Beide Kriminalisten begaben sich ins Wohnhaus. „Frau Büch“, fragte Kommissar Moritz so freundlich er konnte, „sind Sie in der Lage, uns einige Fragen zu beantworten?“

Frau Büch nickte. „Fragen Sie nur. Sie erfahren alles von mir. Endlich kann ich mir das alles von der Seele reden!“

„Na, dann erzählen Sie mal“, bat der Kommissar.

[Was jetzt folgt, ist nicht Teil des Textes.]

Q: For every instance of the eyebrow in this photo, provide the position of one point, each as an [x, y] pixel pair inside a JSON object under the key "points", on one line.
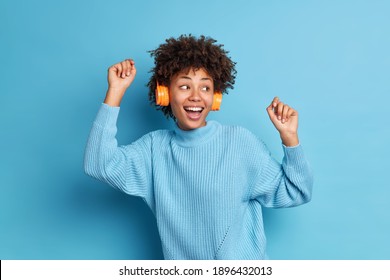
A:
{"points": [[189, 78]]}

Und Frau Büch erzählte und erzählte. Sie redete sich wirklich den ganzen Frust, die Angst, die sie in all den Jahren beherrschte, von der Seele. Seit 30 Jahren waren die Büchs verheiratet. Er war eine „Seele von Mensch“, immer nett und freundlich, vermied jeden Streit und doch hatte ihn ein Ereignis zum Wilddieb werden lassen. Vor 20 Jahren wollte Franz Büch Mitglied im Jagdverein werden. Er musste eine Jagdschein-Prüfung ablegen. Alle Fragen, die sich mit der Theorie befassten, bewältigte er spielend, nur schießen konnte er nicht. Trotzdem hätte er auch ohne Jagdschein, denn der wurde ihm verwehrt, Mitglied im Verein werden können. Es waren auch andere im Verein, ohne selbst Jäger zu sein. Doch dem Franz Büch wurde durch den Vorsitzenden, Herrn Matthias Bach, der Vereinsbeitritt verweigert. Der hatte im Vorfeld der Abstimmung die Mitglieder des Vorstandes so beeinflusst, dass alle geschlossen den Antrag ablehnten. Höhnisch soll der Matthias Bach gesagt haben: „Wer zu dumm ist, mit einem Gewehr ein Scheunentor zu treffen, gehört auch nicht in unseren Jagdverein!“

„Ich habe das Gesicht meines Mannes noch vor Augen, wie er nach dieser diskriminierenden Behandlung nach Hause kam“, sagte Frau Büch. „Hochrot war er im Gesicht. Vor Wut und Scham sprach er nur stockend und dann schwor er, es diesen Männern heimzuzahlen. ‚Ich brauche kein Gewehr, um zu jagen! Diesen Halunken werde ich es zeigen! Ich wildere in ihren Revieren und sie sind zu dumm, um das zu bemerken. Und diesem Strohkopf, diesem Aufschneider, diesem Nichtskönner Bach werde ich jedes Jahr sein bestes Stück Wild erlegen!’ Ja, das hat mein Mann vor 20 Jahren geschworen und er hat seinen Schwur gehalten, so wie er alles, was er versprach, auch hielt.“

 Frau Büch traten die Tränen wieder in die Augen. „Es muss doch einen Grund für diese Ablehnung geben, Frau Büch“, sagte jetzt der Kommissar.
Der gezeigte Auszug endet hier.